Aluminum prices declined overall in May. However, near the end of the month, they appeared to hit bottom and began to trade sideways. Conflicting macroeconomic and geopolitical factors continue to pressure markets, resulting in unclear direction and price trends. Overall, the Aluminum Monthly Metals Index (MMI) dropped by 6.21% month over month.
Shanghai’s reopening proved short-lived as the city stumbled back into lockdown this week. Following a surge in COVID cases, restrictions and mass testing are returning to most areas of the city. Shanghai first went into strict lockdown in late March to quell a major outbreak. Currently, officials intend to release areas that test negative from lockdown. Those that test positive will remain quarantined.
China remains unwavering in its COVID-zero commitment. The impact of this most recent setback remains unknown. It will likely depend on how long and how expansive the lockdowns become.
As cases rebounded almost immediately after Shanghai began reopening, the risk for subsequent lockdowns there and in other cities remains high.
As long as Chinese demand remains muted, we can expect aluminum prices and market movements to be affected. During the initial stretch of Shanghai’s lockdown, manufacturing activity plummeted.

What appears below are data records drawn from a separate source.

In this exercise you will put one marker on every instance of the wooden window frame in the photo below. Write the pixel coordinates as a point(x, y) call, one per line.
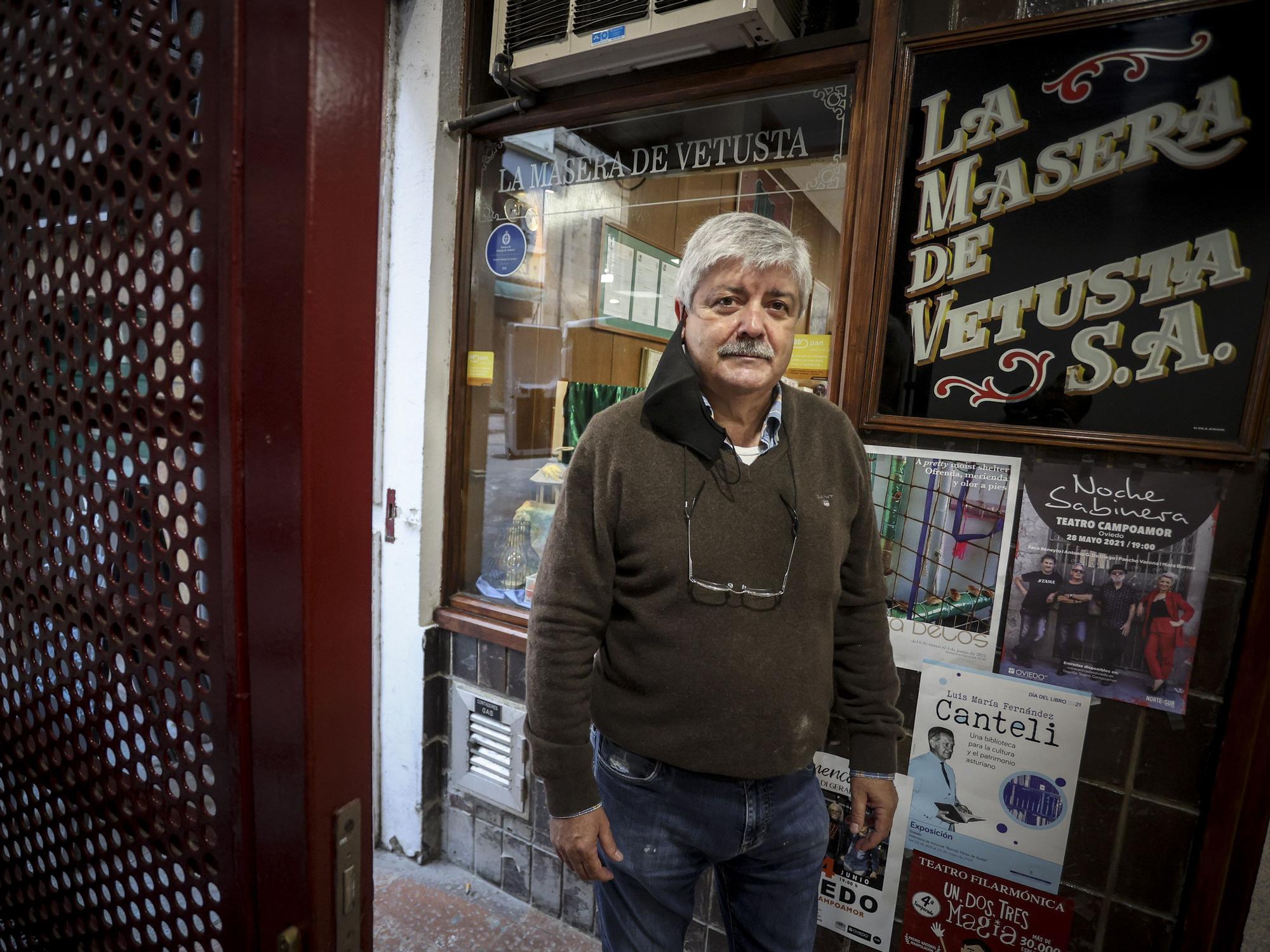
point(483, 619)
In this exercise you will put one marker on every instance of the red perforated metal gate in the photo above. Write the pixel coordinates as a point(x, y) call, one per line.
point(187, 263)
point(119, 809)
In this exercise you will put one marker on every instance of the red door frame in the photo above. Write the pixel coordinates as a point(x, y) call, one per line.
point(303, 293)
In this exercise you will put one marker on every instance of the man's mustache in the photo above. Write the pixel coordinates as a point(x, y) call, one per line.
point(747, 347)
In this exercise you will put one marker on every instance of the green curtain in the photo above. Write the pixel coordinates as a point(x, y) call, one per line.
point(585, 400)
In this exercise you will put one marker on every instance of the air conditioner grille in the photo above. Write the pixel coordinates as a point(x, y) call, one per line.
point(490, 750)
point(535, 22)
point(598, 15)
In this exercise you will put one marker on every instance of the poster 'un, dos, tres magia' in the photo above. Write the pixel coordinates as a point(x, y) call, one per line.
point(956, 909)
point(946, 522)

This caused China’s demand for aluminum to plummet too.
According to the latest numbers, imports of unwrought aluminum and aluminum products fell 11.1% from March to April. They also dropped 37.7% year over year. Meanwhile, output appeared largely unaffected. In fact, the average daily and total monthly production of primary aluminum hit record-highs in April, aided by the relaxation of power curbs.
China’s boost allowed global aluminum production to hold firm year over year during the month. It was a surprising result given the tightness brought on by the Russian invasion of Ukraine. However, as supply outpaced demand in China, bearish sentiment climbed, and global aluminum prices slumped.
With Shanghai’s restrictions returning, markets will likely begin to price delays into China’s overall recovery.
With primary LME ingot prices falling, buyers should carefully review best practice sourcing strategies!
As Chinese demand continues to experience holdups (however temporary), falling LME warehouse inventories and soaring energy prices add competing pressure to the upside for aluminum prices.
For example, inventories saw an 18.5% month-over-month drop at the end of May. On top of that, average inventory levels during the first five months of 2022 sit 55.34% beneath where they were in 2021. Of course, stock levels do not necessarily translate to a movement in prices. That said, consistent declines on top of falling European production levels may very well add friction to any fall in aluminum prices.
Energy prices also continue to climb. Indeed, WTI crude oil prices closed May more than 71% above the year prior. During the early days of June, prices increased beyond the $120/barrel mark, and they remain unlikely to subside in the near term.
In its most recent (and punitive) round of sanctions, the EU agreed to ban as much as 90% of Russian crude oil imports by the end of 2022.
Meanwhile, according to European Commissioner Valdis Dombrovskis, China continues to purchase Russian oil at a 35% discount. India, likewise, has stopped short of cutting off Russian energy supplies.
Nonetheless, the EU’s recent decision will leave a growing number of countries vying for energy produced elsewhere. As a result, aluminum production and input costs will continue to see pressure.
The LME nickel contract experienced the most direct and substantial fallout from the historic March nickel crisis. However, the reputational damage to the exchange has begun to permeate through to other metals.
The average daily volume for Aluminum futures on the Chicago Mercantile Exchange hit an all-time high in May with a 138% year-over-year jump. Open interest likewise increased 158% during that same period. Meanwhile, on the LME, open interest fell over 14% from March 8 to the end of May.
Thus far, aluminum has not yet faced the same loss of liquidity as nickel. There have also been few issues with volatility or price discovery. Nonetheless, this could indicate the beginning of a gradual shift between the two exchanges as a result of the crisis.
Since March, the CME Group has increasingly looked to capture disillusioned traders from the LME. Momentum is building in aluminum futures. That’s why the exchange also launched aluminum options on May 23. Despite these efforts, the LME remains the leading global exchange for industrial metals by a wide margin.